Electronic signatures and the sale of immovable property

The Electronic Communications and Transactions Act, 25 of 2002 (the ‘Act”) defines an electronic signature as data – “an electronic representation of information in any form”, which is attached to, incorporated in, or logically associated with other data and which is intended by the user to serve as his signature in an electronic environment.

The Act and our case law allow agreements concluded by exchanging emails, WhatsApp and SMS.

Section 4(4) of the Act does not allow digital signatures for use, amongst others, in the execution of a will or in an offer to purchase immovable property, stating that “this Act must not be construed as giving validity to any transaction mentioned in Schedule 2”. Schedule 2 lists various transactions that may not be concluded electronically, namely:

  • Agreements for the sale of immovable property.
  • Long-term leases of land exceeding 20 years.
  • A will.
  • Bills of exchange (one cannot have an electronic cheque).

Thus, a Deed of Alienation for the sale of immovable property still has to be physically signed in “wet ink” (where a signature is manually signed, using the liquid ink of a pen).
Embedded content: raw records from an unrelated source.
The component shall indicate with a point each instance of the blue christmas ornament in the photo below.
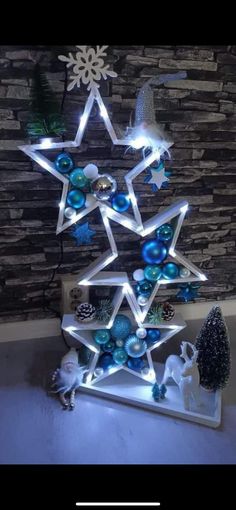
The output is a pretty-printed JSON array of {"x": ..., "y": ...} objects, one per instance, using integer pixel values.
[
  {"x": 135, "y": 347},
  {"x": 153, "y": 335},
  {"x": 121, "y": 327},
  {"x": 152, "y": 273},
  {"x": 83, "y": 234},
  {"x": 144, "y": 288},
  {"x": 120, "y": 356},
  {"x": 63, "y": 163},
  {"x": 170, "y": 271},
  {"x": 101, "y": 336},
  {"x": 78, "y": 179},
  {"x": 106, "y": 361},
  {"x": 109, "y": 346},
  {"x": 76, "y": 198},
  {"x": 165, "y": 232},
  {"x": 120, "y": 202},
  {"x": 154, "y": 251},
  {"x": 136, "y": 364}
]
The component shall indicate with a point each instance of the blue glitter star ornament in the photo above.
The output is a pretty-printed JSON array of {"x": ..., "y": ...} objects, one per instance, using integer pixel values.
[
  {"x": 83, "y": 234},
  {"x": 157, "y": 177}
]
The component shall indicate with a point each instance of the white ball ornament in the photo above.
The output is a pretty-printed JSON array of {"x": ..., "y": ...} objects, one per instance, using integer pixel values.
[
  {"x": 91, "y": 171},
  {"x": 141, "y": 332},
  {"x": 138, "y": 275}
]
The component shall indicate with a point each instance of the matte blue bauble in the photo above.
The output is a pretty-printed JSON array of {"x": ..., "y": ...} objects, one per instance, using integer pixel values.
[
  {"x": 76, "y": 198},
  {"x": 165, "y": 232},
  {"x": 135, "y": 347},
  {"x": 170, "y": 271},
  {"x": 101, "y": 336},
  {"x": 144, "y": 288},
  {"x": 136, "y": 364},
  {"x": 78, "y": 179},
  {"x": 154, "y": 251},
  {"x": 64, "y": 163},
  {"x": 120, "y": 202},
  {"x": 153, "y": 335},
  {"x": 120, "y": 356},
  {"x": 152, "y": 273},
  {"x": 109, "y": 346},
  {"x": 106, "y": 361},
  {"x": 121, "y": 327}
]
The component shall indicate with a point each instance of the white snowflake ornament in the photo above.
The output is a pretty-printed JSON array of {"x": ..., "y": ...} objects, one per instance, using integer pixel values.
[{"x": 88, "y": 67}]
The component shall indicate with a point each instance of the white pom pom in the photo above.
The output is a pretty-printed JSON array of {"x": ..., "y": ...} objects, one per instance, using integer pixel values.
[
  {"x": 91, "y": 171},
  {"x": 138, "y": 275},
  {"x": 141, "y": 332}
]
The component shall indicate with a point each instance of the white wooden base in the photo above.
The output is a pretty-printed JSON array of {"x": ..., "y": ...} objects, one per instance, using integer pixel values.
[{"x": 124, "y": 387}]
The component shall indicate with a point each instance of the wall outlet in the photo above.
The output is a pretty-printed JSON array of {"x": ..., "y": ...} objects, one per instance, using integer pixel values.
[{"x": 72, "y": 294}]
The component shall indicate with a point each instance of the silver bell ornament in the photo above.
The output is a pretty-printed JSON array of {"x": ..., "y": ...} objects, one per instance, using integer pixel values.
[{"x": 103, "y": 187}]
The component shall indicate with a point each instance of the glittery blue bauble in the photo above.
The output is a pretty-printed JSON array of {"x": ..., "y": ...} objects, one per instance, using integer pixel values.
[
  {"x": 76, "y": 198},
  {"x": 109, "y": 346},
  {"x": 120, "y": 356},
  {"x": 120, "y": 202},
  {"x": 144, "y": 288},
  {"x": 78, "y": 179},
  {"x": 64, "y": 163},
  {"x": 136, "y": 364},
  {"x": 101, "y": 336},
  {"x": 152, "y": 273},
  {"x": 154, "y": 251},
  {"x": 153, "y": 335},
  {"x": 135, "y": 347},
  {"x": 106, "y": 361},
  {"x": 170, "y": 271},
  {"x": 121, "y": 327},
  {"x": 165, "y": 232}
]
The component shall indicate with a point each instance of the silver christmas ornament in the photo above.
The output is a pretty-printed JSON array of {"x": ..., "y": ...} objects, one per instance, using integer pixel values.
[{"x": 103, "y": 187}]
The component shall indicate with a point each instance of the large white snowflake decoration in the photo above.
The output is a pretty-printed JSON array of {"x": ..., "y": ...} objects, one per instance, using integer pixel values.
[{"x": 88, "y": 67}]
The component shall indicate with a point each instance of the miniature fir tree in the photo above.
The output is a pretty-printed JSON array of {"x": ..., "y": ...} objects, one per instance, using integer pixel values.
[{"x": 213, "y": 351}]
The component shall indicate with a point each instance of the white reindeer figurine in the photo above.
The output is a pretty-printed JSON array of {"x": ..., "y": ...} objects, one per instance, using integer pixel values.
[{"x": 185, "y": 374}]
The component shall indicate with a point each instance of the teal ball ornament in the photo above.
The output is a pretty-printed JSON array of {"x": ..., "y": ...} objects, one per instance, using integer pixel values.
[
  {"x": 152, "y": 273},
  {"x": 78, "y": 179},
  {"x": 165, "y": 232},
  {"x": 135, "y": 347},
  {"x": 101, "y": 336},
  {"x": 76, "y": 198},
  {"x": 120, "y": 356},
  {"x": 121, "y": 327},
  {"x": 120, "y": 202},
  {"x": 63, "y": 163},
  {"x": 144, "y": 288},
  {"x": 170, "y": 271},
  {"x": 154, "y": 251}
]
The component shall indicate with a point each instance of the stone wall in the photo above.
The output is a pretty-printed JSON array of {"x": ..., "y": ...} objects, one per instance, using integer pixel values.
[{"x": 200, "y": 114}]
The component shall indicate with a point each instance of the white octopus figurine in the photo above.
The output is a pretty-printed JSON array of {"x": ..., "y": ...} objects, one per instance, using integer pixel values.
[{"x": 68, "y": 378}]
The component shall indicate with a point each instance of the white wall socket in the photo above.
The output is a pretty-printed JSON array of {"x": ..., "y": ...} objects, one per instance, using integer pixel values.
[{"x": 72, "y": 294}]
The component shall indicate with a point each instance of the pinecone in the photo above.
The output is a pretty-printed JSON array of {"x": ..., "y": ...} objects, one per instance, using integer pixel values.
[
  {"x": 85, "y": 312},
  {"x": 168, "y": 312}
]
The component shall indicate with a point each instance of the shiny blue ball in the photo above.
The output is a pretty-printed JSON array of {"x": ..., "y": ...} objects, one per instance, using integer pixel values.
[
  {"x": 153, "y": 335},
  {"x": 121, "y": 327},
  {"x": 154, "y": 251},
  {"x": 165, "y": 232},
  {"x": 101, "y": 336},
  {"x": 63, "y": 163},
  {"x": 120, "y": 356},
  {"x": 144, "y": 288},
  {"x": 170, "y": 271},
  {"x": 135, "y": 347},
  {"x": 76, "y": 198},
  {"x": 120, "y": 202}
]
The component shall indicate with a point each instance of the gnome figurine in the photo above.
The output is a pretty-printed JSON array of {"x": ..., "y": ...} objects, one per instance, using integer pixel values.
[
  {"x": 68, "y": 378},
  {"x": 146, "y": 132}
]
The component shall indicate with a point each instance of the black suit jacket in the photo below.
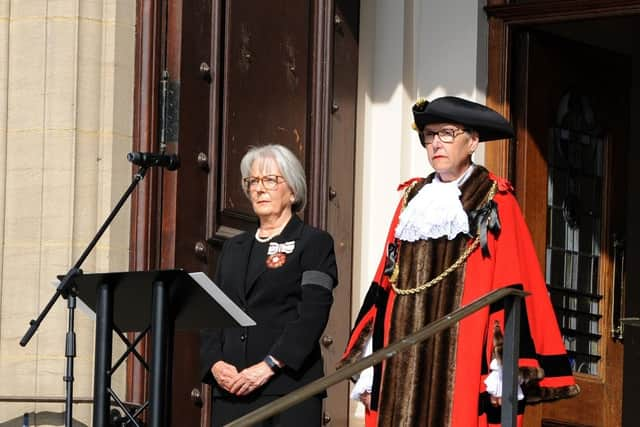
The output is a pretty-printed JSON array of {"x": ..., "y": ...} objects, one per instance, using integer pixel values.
[{"x": 290, "y": 305}]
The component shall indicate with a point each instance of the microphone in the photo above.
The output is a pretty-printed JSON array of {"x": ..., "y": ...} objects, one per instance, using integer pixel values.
[{"x": 169, "y": 161}]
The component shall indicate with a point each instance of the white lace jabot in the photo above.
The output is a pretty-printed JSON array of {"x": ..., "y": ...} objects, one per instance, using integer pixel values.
[{"x": 434, "y": 212}]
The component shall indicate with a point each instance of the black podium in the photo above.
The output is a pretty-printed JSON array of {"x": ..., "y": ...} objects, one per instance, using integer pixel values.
[{"x": 155, "y": 301}]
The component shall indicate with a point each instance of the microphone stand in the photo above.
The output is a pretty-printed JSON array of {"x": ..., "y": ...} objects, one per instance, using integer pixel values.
[{"x": 66, "y": 288}]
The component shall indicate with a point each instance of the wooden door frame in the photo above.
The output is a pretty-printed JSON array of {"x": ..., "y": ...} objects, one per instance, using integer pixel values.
[{"x": 152, "y": 240}]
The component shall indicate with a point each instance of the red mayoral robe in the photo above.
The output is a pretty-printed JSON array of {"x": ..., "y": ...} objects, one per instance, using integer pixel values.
[{"x": 439, "y": 383}]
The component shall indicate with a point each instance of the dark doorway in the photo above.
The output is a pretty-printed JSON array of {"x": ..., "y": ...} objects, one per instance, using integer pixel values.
[{"x": 572, "y": 89}]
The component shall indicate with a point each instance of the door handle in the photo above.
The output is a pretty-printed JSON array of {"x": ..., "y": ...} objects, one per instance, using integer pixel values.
[{"x": 196, "y": 397}]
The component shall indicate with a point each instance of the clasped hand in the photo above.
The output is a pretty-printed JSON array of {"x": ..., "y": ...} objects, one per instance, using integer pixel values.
[{"x": 243, "y": 382}]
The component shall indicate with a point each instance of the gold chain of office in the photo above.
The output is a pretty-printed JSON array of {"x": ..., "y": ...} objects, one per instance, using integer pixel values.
[{"x": 453, "y": 267}]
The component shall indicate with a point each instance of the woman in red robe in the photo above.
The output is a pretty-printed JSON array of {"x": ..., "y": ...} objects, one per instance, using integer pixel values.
[{"x": 456, "y": 235}]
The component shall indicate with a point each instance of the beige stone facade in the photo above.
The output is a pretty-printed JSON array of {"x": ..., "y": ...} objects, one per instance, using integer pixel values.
[{"x": 66, "y": 116}]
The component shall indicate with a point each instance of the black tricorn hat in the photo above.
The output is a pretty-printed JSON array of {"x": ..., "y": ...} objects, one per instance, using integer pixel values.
[{"x": 488, "y": 123}]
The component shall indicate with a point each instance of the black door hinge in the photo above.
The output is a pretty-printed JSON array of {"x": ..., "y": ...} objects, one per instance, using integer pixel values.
[{"x": 169, "y": 110}]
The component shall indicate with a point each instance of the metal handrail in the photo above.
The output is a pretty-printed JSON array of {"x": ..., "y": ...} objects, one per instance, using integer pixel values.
[{"x": 512, "y": 298}]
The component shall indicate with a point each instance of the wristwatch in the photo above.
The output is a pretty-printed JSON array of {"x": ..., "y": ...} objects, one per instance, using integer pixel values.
[{"x": 271, "y": 363}]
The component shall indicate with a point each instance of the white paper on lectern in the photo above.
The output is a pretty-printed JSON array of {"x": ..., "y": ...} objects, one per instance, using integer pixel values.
[
  {"x": 84, "y": 308},
  {"x": 216, "y": 293}
]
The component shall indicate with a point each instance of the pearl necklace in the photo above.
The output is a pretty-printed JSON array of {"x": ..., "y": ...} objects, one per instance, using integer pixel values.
[
  {"x": 262, "y": 239},
  {"x": 267, "y": 238}
]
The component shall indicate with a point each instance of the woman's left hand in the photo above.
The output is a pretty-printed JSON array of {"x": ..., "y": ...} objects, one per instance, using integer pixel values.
[{"x": 250, "y": 379}]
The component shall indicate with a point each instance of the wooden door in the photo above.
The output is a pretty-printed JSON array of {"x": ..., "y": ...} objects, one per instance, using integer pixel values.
[
  {"x": 571, "y": 110},
  {"x": 247, "y": 72}
]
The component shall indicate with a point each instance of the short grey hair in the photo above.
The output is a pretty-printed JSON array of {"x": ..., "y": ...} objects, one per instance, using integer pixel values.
[{"x": 289, "y": 165}]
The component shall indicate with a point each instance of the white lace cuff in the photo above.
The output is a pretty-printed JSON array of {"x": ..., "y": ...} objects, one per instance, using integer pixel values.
[
  {"x": 494, "y": 381},
  {"x": 364, "y": 383}
]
In Borcherds v Duxbury the court heard a dispute over whether or not a digitised photograph of the Seller’s original “wet signature” and initials, imported into software known as DocuSign, actually validated the Seller’s acceptance of an offer to purchase. The judge found that it did.

This judgment conflicts with the legal position set out in section 4(4) of the Act. Instead of giving clarity and guidance, the judgment introduces doubt and uncertainty on the validity of electronic signatures to sell immovable property.

Until the law changes, a Seller and Buyer should sign offers to purchase in wet ink to avoid any doubt.